Monday, January 15, 2007

Targeted therapies: 2006 and beyond

A flurry of 2006 year-end/year-in-review articles cited the strides that targeted cancer therapies made in 2006, specifically:

  • The targeted drugs temsirolimus and sunitinib (Sutent) were shown to help people with advanced kidney cancer, which is notoriously difficult to treat, and seemed to have fewer side effects than conventional therapy.
  • Another study found that the investigational drug lapatinib (Tykerb) could slow tumor growth in women with an aggressive form of breast cancer that grew despite treatment with trastuzumab (Herceptin).
  • Dasatinib (Sprycel) eliminated or decreased the number of abnormal blood cells in people with chronic myelogenous leukemia (CML) who could not tolerate or had become resistant to treatment with Gleevec (imatinib).
  • Adding cetuximab (Erbitux) to radiation therapy for head and neck cancer slowed the growth of the cancer and helped patients live longer.
from ASCO summary.

It's a great view when you can take a year-wide view. It is also educational to realize from these articles that targeted therapies are not yet first line therapies (mostly; congrats to ImClone for the recent approval of Erbitux as a first line therapy). It's also easy to forget that many clinicians haven't yet fully integrated targeted therapies into their practice, and that it's articles like these that are helping to spread the news.

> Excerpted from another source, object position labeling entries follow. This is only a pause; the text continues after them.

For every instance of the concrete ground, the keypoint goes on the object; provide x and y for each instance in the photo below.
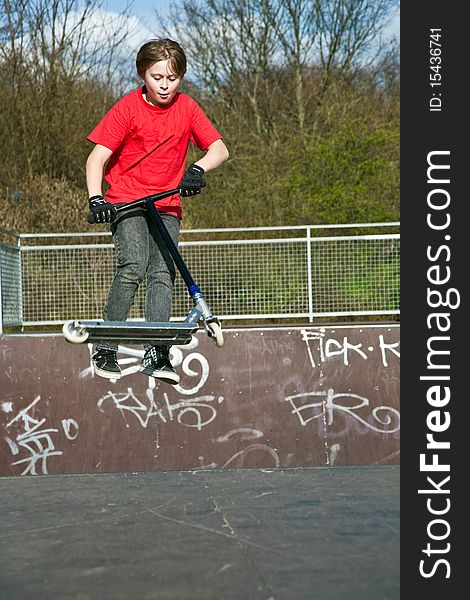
(232, 534)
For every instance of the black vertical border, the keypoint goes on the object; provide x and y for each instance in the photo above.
(424, 131)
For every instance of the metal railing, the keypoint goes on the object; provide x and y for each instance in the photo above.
(301, 272)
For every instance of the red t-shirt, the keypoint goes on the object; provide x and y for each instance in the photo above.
(150, 146)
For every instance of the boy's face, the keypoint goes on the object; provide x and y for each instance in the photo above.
(161, 82)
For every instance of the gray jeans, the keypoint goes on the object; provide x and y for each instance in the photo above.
(140, 251)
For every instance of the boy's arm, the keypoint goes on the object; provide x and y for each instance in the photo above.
(94, 169)
(193, 178)
(99, 208)
(215, 155)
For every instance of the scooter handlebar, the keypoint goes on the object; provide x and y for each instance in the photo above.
(140, 202)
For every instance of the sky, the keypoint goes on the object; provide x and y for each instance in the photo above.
(145, 11)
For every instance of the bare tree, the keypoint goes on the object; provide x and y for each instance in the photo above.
(55, 55)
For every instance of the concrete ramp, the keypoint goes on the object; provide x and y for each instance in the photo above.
(271, 397)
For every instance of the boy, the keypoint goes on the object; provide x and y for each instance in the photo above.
(143, 142)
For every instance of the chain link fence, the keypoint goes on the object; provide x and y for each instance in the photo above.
(254, 273)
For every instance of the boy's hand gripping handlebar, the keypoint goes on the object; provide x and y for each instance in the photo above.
(136, 203)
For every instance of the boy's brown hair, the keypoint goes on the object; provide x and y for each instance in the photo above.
(161, 49)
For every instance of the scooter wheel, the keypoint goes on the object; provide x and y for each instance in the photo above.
(73, 333)
(218, 335)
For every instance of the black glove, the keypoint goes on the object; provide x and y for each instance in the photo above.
(192, 181)
(102, 211)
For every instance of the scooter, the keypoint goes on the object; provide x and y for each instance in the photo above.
(179, 333)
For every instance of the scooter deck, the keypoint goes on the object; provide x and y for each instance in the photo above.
(130, 331)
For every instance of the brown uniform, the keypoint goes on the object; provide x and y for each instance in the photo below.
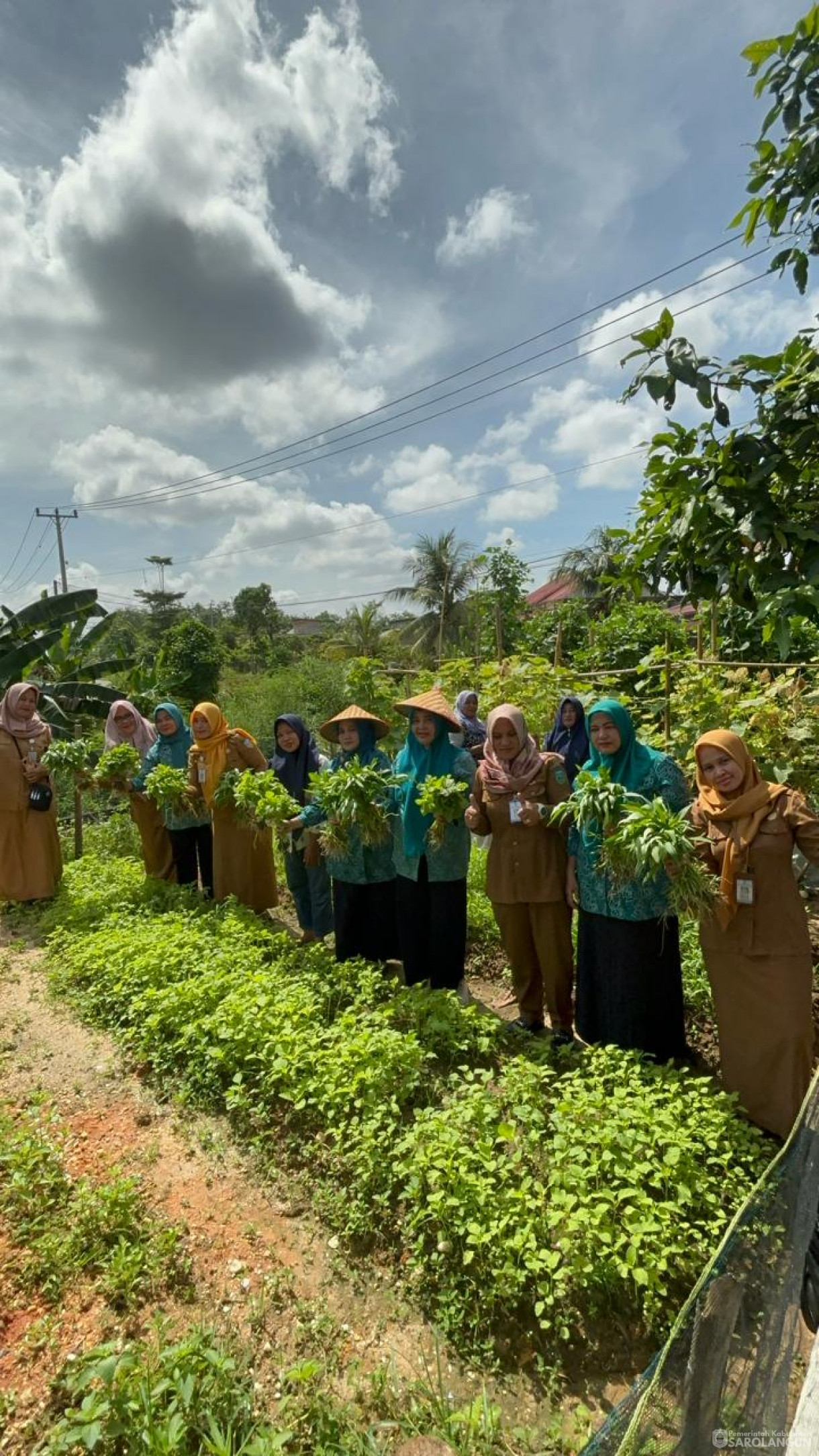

A couple of good quotes for the general public emerged from the article linked in the header:

'Targeted therapy is "one of the most exciting new themes in cancer therapy," according to José Baselga, MD, chief of the medical oncology service and director of medical oncology, hematology, and radiation oncology at Barcelona's Vall d'Hebron University Hospital......."Cancer cells are not as resourceful as you would think," explained Baselga. "If you can hit them in 2 critical pathways, you can destroy them, so if you can combine 2 or 3 therapies, you can cause profound cell death."

And some interesting Gleevec stats were revealed by the Guru of Gleevec, Brian Druker: "If you look at the data overall, 18% of patients [on Gleevec] have some progression event at 5 years, and another 5% discontinue because of side effects," he explained.

1 comment:

Anonymous said...

Hi. There's a nice review in Nature Chemical Biology (Vol 2, Number 12, p689) which covers some of the issues you have raised here, although it is somewhat more focused on the discovery chemistry side of things.